MacOS: How to "cd" into a symlink?
I have a folder "abc". I create a symlink: ln -s abc abclink
. but then, whan I type, cd abclink
it says "No such file or directory".
I can see the link, it has "lrwxr-xr-x" permissions, why doesn't it work? How to make it work?
Usually when you run into that, your target is invalid. i.e. abc doesn't exist. Yes, you can create symlinks to things that don't exist.
I had an extra confusing use case which is ultimately the same as the accepted answer—the destination directory didn't exist—but with an extra twist.
I was creating a symlink to a directory defined in an environment variable we'll call FOO
:
$ FOO="~/project"
$ ln -s foo "$FOO"
This seemed to work fine:
$ ls -al
lrwxr-xr-x 1 jondoe jondoe 10 Feb 20 02:25 foo -> ~/project
However, when I'd try to go into the foo
folder, I'd get an error:
$ cd foo
-bash: cd: foo: No such file or directory
This was weird, because we just saw that foo
definitely exists. Moreover, so does ~/project
:
$ cd ~/project
$ ls -al
drwxr-xr-x 3 jondoe jondoe 102 Feb 20 02:26 .

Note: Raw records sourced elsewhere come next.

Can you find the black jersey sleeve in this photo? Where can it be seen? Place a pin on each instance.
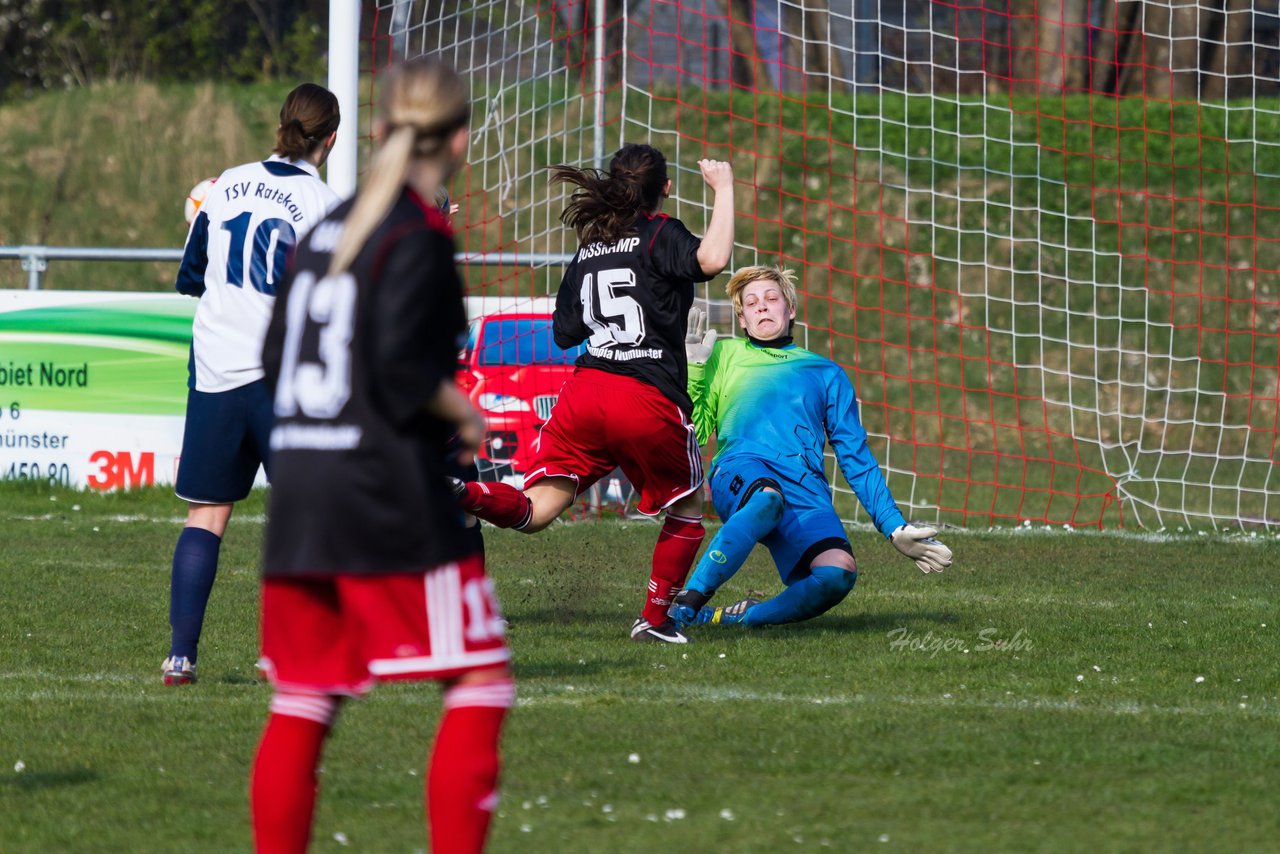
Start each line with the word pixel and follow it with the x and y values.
pixel 675 252
pixel 419 313
pixel 567 324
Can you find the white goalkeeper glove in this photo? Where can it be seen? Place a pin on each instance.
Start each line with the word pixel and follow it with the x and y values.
pixel 918 544
pixel 700 338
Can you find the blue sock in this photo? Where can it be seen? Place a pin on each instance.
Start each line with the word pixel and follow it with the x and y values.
pixel 818 592
pixel 735 540
pixel 195 563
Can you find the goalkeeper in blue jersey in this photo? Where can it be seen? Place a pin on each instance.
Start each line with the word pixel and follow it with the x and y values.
pixel 772 407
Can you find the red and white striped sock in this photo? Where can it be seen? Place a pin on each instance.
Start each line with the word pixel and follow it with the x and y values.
pixel 497 503
pixel 675 552
pixel 462 776
pixel 283 782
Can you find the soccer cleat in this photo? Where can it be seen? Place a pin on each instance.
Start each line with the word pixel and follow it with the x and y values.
pixel 178 670
pixel 666 633
pixel 728 615
pixel 685 607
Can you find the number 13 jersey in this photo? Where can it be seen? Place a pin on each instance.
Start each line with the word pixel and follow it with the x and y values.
pixel 630 302
pixel 357 462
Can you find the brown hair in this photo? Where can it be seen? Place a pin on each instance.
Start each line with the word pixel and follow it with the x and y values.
pixel 424 104
pixel 784 278
pixel 606 205
pixel 309 115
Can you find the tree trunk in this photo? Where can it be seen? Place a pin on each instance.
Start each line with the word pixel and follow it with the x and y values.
pixel 1189 26
pixel 1061 44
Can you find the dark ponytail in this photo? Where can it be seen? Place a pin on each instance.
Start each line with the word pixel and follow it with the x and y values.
pixel 606 205
pixel 309 115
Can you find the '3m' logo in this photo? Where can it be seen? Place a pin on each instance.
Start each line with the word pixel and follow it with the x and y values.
pixel 117 470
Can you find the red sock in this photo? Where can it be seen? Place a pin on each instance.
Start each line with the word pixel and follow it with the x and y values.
pixel 498 503
pixel 283 784
pixel 462 777
pixel 672 556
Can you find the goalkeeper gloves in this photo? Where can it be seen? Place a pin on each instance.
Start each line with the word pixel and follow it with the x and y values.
pixel 699 339
pixel 918 544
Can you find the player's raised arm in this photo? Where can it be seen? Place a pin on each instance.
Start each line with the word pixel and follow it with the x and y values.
pixel 717 245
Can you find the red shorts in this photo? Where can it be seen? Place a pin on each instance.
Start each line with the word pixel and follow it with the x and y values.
pixel 339 635
pixel 606 420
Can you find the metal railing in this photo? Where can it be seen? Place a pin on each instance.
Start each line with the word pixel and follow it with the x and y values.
pixel 35 259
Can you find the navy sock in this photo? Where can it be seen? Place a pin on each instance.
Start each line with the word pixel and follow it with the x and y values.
pixel 734 542
pixel 195 563
pixel 817 593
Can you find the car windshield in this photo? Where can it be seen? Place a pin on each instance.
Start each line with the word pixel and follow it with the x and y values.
pixel 524 342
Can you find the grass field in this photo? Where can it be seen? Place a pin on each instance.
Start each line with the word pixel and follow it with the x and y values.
pixel 1133 706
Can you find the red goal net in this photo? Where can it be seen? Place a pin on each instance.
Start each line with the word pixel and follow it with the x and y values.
pixel 1043 238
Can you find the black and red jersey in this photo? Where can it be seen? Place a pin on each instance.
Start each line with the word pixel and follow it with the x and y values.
pixel 357 464
pixel 630 302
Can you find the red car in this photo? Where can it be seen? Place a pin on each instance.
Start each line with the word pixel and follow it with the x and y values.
pixel 512 371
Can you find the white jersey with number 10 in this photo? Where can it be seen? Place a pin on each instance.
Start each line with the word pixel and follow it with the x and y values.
pixel 234 257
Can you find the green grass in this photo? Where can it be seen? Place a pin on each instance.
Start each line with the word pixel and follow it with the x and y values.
pixel 1096 736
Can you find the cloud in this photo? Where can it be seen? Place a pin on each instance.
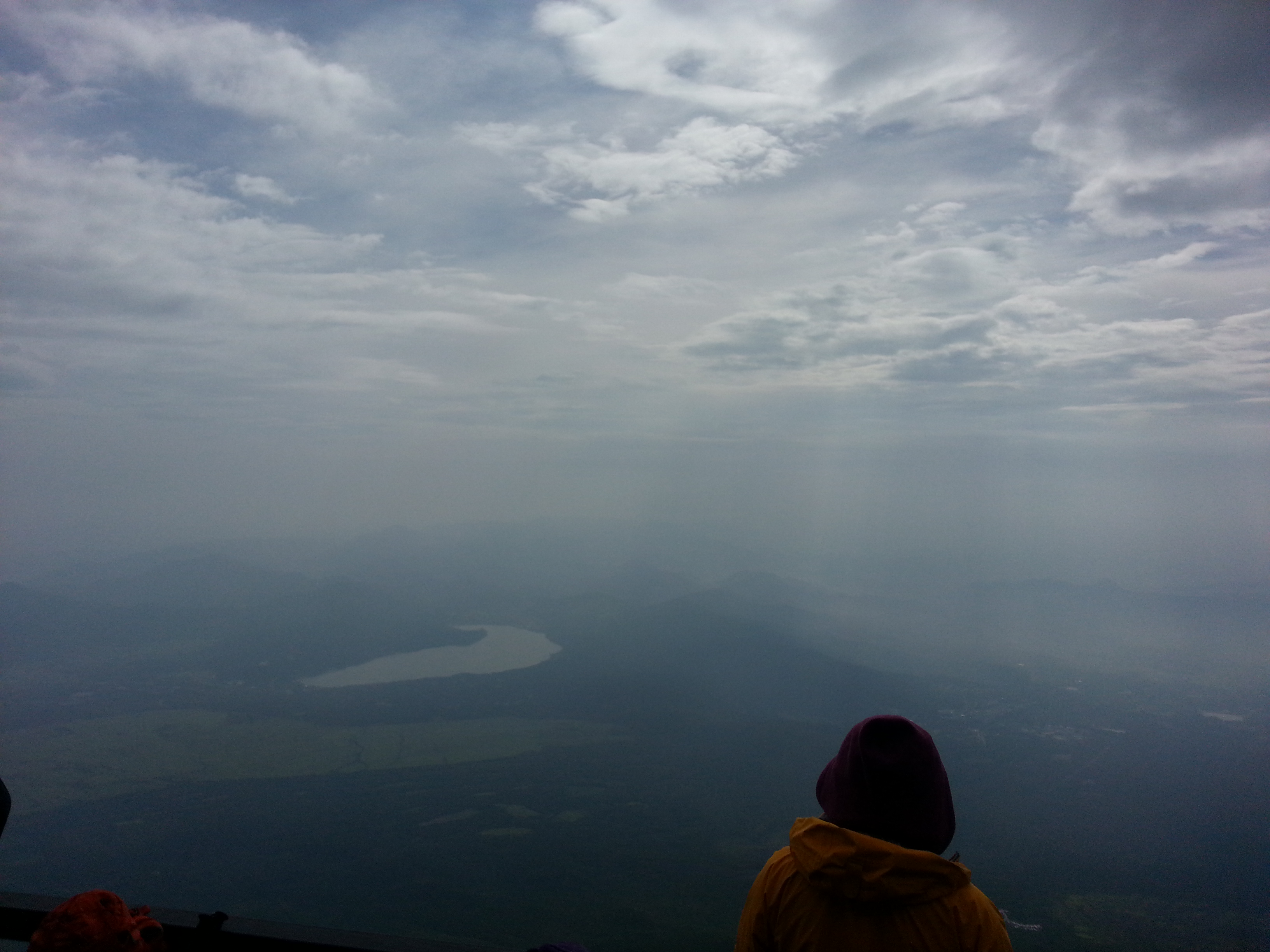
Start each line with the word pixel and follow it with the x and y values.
pixel 131 281
pixel 785 64
pixel 1161 111
pixel 221 63
pixel 605 181
pixel 261 187
pixel 978 310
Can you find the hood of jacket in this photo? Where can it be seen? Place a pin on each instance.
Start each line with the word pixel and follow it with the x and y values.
pixel 867 870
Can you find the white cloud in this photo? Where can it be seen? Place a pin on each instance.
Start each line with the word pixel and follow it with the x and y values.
pixel 793 64
pixel 980 310
pixel 1127 188
pixel 221 63
pixel 261 187
pixel 606 181
pixel 125 270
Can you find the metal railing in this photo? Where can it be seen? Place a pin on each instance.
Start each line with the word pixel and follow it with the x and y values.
pixel 216 932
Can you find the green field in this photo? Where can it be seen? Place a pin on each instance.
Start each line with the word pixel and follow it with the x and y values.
pixel 51 766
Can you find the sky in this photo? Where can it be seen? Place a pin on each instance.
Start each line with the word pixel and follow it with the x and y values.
pixel 967 280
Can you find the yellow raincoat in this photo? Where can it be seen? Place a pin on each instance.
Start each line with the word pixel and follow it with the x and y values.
pixel 835 890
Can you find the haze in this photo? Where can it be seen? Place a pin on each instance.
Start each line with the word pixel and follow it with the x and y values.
pixel 972 285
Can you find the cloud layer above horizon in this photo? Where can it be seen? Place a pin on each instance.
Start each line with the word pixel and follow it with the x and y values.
pixel 419 234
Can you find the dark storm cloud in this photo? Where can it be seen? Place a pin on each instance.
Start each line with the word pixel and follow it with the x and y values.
pixel 1177 94
pixel 534 258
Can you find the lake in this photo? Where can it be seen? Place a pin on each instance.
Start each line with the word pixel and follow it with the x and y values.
pixel 503 649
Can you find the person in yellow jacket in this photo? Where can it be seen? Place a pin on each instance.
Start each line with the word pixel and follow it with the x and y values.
pixel 867 876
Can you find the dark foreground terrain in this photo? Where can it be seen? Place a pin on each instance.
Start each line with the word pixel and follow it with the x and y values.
pixel 623 794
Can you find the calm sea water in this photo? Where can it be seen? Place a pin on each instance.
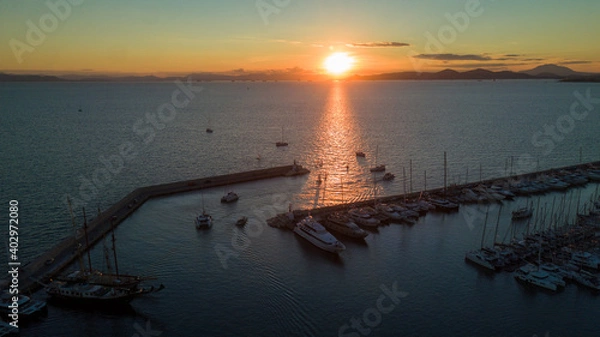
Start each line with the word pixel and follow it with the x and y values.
pixel 273 283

drwxr-xr-x 4 jondoe jondoe 136 Feb 20 02:25 ..
-rw-r--r-- 1 jondoe jondoe 0 Feb 20 02:26 README.md
How could the symlink and the folder it's pointing to both exist, but I can't actually use the symlink?
It turns out the cause is that the FOO
environment variable had a tilde ~
in it.
Since I wrapped this variable in quotes when creating the symlink, the tilde did not go through bash expansion, and so the resulting symlink pointing to the literal path ~/project
rather a project
folder in my home directory.
A possible source of this problem: if the target directory contains spaces, you don't need to put quotes around the value inserted by hitting the Tab
key, because the Terminal escapes the spaces with backslashes for you.
For example, assuming there is a directory /tmp/Dir With Spaces/
:
ln -s /tmp/Dir\ With\ Spaces link1 <-- This works
ln -s "/tmp/Dir With Spaces" link2 <-- As does this
ln -s "/tmp/Dir\ With\ Spaces" link3 <-- But this one doesn't
You can see why by looking at the output from ls -l
:
lrwxr-xr-x 1 dave staff 21 Jul 19 10:30 link1 -> /tmp/Dir With Spaces/
lrwxr-xr-x 1 dave staff 21 Jul 19 10:31 link2 -> /tmp/Dir With Spaces/
lrwxr-xr-x 1 dave staff 23 Jul 19 10:31 link3 -> /tmp/Dir\ With\ Spaces/
Either escape the spaces in the path with backslashes, or enclose the unescaped path in quotes, not both.